The Hebrew Torah – the first 5 books of Moses – concludes with the book of Deuteronomy. The book is a series of speeches by Moses summarizing Israel’s erratic history contrasted against Yahweh’s covenant faithfulness, together with a recap of key principles and laws.
This book bears this strange name because it is the recapitulation – or review – of the Law of Moses and many of the incidents recorded in the Torah, or Pentateuch. It is the deuteros for second, and nomos for law (both Greek terms): the Second Law.
In it, Moses is the first Bible expositor in history: Moses began to expound this law…(1:5).
Deuteronomy is sometimes called the favourite book of Jesus because the Gospels record Him quoting from it more than any other Old Testament book.
Chapter 6 contains this instruction for parents – and fathers in particular:
These commandments that I give you today are to be upon your hearts. Impress them on your children. Talk about them when you sit at home and when you walk along the road, when you lie down and when you get up (v.6,7).
And the verse just previous, is identified by the Lord Jesus as being the greatest commandment of the Mosaic Law: Love the LORD your God with all your heart and with all your soul and with all your strength (v.5).
It has always been: love for God as our life’s priority results only when we are immersed in His Word.
The ancient Israelites would know that they had reached the point of Bible immersion when His law and statutes would be normal conversation in their daily family activities – impress them on your children – during the routine tasks of family life.
In contemporary terms, they were living out – and naturally talking about – the Gospel.
Earlier in this passage, the Lord explains His far-reaching purpose: this commitment was to be spiritually protective not only for the next generation, but for the one after that. [S]o that you, your children and their children after them may fear the LORD your God as long as you live by keeping all his decrees and commands that I give you (v.2).
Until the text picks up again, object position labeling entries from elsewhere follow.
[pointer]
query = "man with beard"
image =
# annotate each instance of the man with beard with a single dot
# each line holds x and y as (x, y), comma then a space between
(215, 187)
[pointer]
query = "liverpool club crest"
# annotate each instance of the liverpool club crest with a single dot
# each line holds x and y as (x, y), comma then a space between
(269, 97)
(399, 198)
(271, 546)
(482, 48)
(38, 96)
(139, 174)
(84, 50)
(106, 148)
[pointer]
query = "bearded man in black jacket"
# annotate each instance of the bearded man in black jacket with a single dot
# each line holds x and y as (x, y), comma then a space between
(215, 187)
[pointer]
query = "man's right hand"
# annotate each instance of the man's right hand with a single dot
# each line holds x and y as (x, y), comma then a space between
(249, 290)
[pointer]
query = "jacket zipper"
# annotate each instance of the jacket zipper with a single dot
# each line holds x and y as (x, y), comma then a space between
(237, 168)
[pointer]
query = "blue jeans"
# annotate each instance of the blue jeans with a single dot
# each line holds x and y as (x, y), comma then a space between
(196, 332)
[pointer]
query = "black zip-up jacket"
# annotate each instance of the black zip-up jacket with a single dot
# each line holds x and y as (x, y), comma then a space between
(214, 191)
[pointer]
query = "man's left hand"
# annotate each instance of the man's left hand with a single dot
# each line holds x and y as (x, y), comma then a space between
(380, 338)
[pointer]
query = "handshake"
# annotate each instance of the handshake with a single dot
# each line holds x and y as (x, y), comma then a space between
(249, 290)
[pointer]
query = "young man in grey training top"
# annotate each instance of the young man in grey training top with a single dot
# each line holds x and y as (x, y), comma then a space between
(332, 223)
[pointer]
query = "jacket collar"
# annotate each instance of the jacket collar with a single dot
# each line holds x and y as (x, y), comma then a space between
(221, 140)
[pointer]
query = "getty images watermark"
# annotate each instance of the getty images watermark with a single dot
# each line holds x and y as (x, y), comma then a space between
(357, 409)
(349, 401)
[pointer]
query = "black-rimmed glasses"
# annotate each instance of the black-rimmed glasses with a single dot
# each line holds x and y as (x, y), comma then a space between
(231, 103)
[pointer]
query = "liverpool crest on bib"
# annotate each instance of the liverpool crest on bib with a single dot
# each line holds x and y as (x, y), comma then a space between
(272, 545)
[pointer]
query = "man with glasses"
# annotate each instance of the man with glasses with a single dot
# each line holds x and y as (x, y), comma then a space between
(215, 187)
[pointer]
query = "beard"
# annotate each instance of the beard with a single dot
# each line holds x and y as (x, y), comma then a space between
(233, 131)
And then this unique emphasis: Tie them as symbols on your hands and bind them on your foreheads (v.8).
Some conservative Jews continue the literal practice of phylacteries: little packets containing scriptural fragments strapped to the wrist or head. However, commentators observe that this appears to be intended as analogy – that the Word of God was to influence the work of the hands (tie them as symbols on your hands) and the processing of the mind (bind them on your foreheads).
And the next sentence, Write them on the door-frames of your houses and on your gates (v.9) suggests that the family home was to be a sanctuary under the provision and protection of Almighty God.
In other words, God’s Law was to be constantly impacting the mundane things in life at a micro-level; regulating the lives, marriages, families and total worldview at the macro-level.
Takeaway: Parents in general – and fathers in particular – cannot fulfill their God-given spiritual role in lives of their children, unless they are first committed to a disciplined, healthy, wisdom-enriching diet of God’s Word in their own lives.
That is the only way to fulfill the directive: These commandments that I give you today are to be upon your hearts (v.6).